Wszystkie osoby, które miały kontakt z pacjentem, zostały poddane kwarantannie domowej. To około 500 osób.

- Pacjent czuje się dobrze - powiedział minister Szumowski w środę na konferencji prasowej.

Poprosił o poszanowanie prywatności pacjenta i jego spokoju. Nie ujawnił jego wieku, powiedział jedynie, że nie jest to senior. Wiadomo, że jest mieszkańcem województwa lubuskiego, ostatnio podróżował do Niemiec.

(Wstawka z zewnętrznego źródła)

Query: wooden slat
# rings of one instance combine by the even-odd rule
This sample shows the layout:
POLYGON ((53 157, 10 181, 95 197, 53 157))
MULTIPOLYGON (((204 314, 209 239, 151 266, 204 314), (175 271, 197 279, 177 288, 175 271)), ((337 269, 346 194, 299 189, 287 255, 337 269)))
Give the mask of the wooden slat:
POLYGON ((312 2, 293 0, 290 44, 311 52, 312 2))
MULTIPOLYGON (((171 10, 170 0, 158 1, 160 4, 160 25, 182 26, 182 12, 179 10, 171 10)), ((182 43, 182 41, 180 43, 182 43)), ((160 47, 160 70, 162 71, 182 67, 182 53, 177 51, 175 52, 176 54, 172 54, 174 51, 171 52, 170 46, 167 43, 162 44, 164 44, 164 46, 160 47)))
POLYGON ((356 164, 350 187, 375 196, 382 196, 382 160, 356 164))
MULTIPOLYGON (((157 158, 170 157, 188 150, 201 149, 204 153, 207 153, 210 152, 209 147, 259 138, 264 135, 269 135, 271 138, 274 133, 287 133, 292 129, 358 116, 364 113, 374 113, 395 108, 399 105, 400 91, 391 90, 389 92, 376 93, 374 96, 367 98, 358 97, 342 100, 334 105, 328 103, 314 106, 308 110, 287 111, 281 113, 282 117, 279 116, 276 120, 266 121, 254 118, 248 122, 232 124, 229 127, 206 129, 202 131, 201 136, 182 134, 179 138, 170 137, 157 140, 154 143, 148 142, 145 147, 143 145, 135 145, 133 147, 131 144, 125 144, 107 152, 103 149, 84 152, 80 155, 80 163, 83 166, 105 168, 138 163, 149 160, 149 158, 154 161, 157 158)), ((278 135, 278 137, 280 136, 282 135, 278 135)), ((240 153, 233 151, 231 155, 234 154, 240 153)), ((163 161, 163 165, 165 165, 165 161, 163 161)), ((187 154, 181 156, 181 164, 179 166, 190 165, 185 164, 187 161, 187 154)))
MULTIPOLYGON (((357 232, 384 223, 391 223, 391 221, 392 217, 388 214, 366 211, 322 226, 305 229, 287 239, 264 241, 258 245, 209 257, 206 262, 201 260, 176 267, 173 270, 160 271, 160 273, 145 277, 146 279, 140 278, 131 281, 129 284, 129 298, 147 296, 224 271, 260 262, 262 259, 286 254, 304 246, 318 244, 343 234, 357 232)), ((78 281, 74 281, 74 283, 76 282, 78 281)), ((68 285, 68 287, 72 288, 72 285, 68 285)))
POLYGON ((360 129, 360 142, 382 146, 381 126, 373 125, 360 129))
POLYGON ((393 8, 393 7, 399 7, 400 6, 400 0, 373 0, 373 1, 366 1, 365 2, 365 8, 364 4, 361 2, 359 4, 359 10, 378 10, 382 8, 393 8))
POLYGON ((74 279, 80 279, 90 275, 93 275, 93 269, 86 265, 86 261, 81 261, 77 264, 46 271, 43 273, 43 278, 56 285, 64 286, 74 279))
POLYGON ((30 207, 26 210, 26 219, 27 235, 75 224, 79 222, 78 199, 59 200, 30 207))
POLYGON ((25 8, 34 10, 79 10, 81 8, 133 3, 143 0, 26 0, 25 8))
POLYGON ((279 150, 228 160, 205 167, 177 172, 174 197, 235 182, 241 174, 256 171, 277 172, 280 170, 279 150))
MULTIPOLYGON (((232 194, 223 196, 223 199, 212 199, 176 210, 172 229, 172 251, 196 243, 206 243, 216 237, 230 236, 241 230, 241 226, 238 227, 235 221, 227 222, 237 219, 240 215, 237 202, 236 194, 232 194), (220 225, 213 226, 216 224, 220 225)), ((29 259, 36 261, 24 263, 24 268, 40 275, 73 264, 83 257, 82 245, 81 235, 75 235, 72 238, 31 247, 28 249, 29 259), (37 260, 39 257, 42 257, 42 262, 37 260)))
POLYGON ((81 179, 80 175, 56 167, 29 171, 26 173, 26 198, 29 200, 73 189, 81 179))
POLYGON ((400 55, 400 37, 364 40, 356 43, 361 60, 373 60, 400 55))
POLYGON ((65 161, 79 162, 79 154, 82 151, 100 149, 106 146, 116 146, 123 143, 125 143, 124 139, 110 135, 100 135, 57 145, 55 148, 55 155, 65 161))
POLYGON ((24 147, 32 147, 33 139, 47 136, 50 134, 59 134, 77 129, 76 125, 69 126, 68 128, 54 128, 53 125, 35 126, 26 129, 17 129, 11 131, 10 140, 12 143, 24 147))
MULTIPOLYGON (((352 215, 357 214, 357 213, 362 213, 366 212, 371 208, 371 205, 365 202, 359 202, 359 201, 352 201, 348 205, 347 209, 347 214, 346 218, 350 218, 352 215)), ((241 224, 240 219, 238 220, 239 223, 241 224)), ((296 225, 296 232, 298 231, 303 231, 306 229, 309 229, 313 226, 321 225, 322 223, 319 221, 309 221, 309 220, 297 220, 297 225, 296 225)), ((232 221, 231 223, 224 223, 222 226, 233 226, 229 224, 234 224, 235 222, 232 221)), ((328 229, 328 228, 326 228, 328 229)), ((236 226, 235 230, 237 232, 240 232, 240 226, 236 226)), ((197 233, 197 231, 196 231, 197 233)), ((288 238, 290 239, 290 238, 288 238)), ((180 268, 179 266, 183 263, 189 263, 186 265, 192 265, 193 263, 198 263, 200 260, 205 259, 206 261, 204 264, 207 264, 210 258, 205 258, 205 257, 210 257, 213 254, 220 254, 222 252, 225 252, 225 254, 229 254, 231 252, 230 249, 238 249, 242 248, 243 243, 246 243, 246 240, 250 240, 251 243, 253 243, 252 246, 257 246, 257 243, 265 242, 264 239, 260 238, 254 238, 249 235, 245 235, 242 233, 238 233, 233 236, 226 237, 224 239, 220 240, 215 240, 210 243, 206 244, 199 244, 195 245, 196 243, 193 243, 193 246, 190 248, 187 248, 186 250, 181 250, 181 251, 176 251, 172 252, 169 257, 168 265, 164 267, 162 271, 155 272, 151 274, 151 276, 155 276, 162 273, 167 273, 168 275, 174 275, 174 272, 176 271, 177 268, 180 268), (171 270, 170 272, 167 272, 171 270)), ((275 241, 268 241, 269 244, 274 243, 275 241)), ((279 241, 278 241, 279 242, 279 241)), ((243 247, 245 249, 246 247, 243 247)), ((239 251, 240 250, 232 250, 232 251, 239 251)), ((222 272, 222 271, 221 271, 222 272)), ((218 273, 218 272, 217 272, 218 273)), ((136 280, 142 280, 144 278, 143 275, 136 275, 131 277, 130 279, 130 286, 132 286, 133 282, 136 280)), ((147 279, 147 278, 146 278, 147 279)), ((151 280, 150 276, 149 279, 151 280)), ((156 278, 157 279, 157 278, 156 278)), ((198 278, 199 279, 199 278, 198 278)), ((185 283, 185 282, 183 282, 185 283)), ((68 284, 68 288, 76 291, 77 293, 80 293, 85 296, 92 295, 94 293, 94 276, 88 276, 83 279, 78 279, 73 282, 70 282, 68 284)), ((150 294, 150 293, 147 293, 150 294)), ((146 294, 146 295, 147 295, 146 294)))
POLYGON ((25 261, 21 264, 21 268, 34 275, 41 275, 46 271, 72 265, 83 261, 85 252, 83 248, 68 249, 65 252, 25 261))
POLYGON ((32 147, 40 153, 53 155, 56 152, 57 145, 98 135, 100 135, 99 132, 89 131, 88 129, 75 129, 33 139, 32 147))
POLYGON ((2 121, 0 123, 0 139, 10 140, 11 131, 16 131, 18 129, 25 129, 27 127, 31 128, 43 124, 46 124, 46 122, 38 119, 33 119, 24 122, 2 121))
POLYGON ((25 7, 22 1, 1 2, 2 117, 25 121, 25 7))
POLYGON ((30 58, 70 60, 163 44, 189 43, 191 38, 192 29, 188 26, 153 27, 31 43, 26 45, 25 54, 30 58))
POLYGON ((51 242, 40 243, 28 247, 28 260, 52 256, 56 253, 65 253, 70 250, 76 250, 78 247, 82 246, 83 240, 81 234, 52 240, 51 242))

- Nie wywierajmy presji na jego ani jego rodzinę - mówił minister.

Trwa ładowanie wpisu

Szumowski podkreślił, że wszystkie procedury w tym przypadku zadziałały tak, jak powinny zadziałać. Dodał, że pacjent zgłosił się do lekarza i telefonicznie otrzymał informację, żeby się skontaktować ze służbami sanitarnymi.

Szef resortu zdrowia podziękował służbom sanitarnym za bardzo sprawne działanie, a także wojewodzie za odpowiednią karetkę do przewozu osób.

Do tej pory w Polsce wykonano ok. 560 testów na obecność koronawirusa. Wszystkie pozostałe są ujemne, łącznie z tymi z Polic, gdzie kwarantannę objęto zespół szkół. Szumowski dodał, że Inspekcja Sanitarna podejmie decyzję o tym, kiedy kwarantannę w Policach zakończyć.

- Podkreślałem to wielokrotnie: to czy wirus się pojawi, czy nie - on nie zmienia wiele w naszych procedurach. My te procedury mamy opisane - zapewnił Szumowski.

Jak wskazał minister, Główny Inspektor Sanitarny wysłał kilkadziesiąt różnych dokumentów do m.in. różnych grup zawodowych, które opisują, jak się zachować. Mówiąc o założeniach ćwiczeń, które będą przeprowadzane w szpitalach, wyjaśnił, że chodzi o przepracowanie wszystkich możliwych scenariuszy, kiedy jest spokój i nie ma epidemii.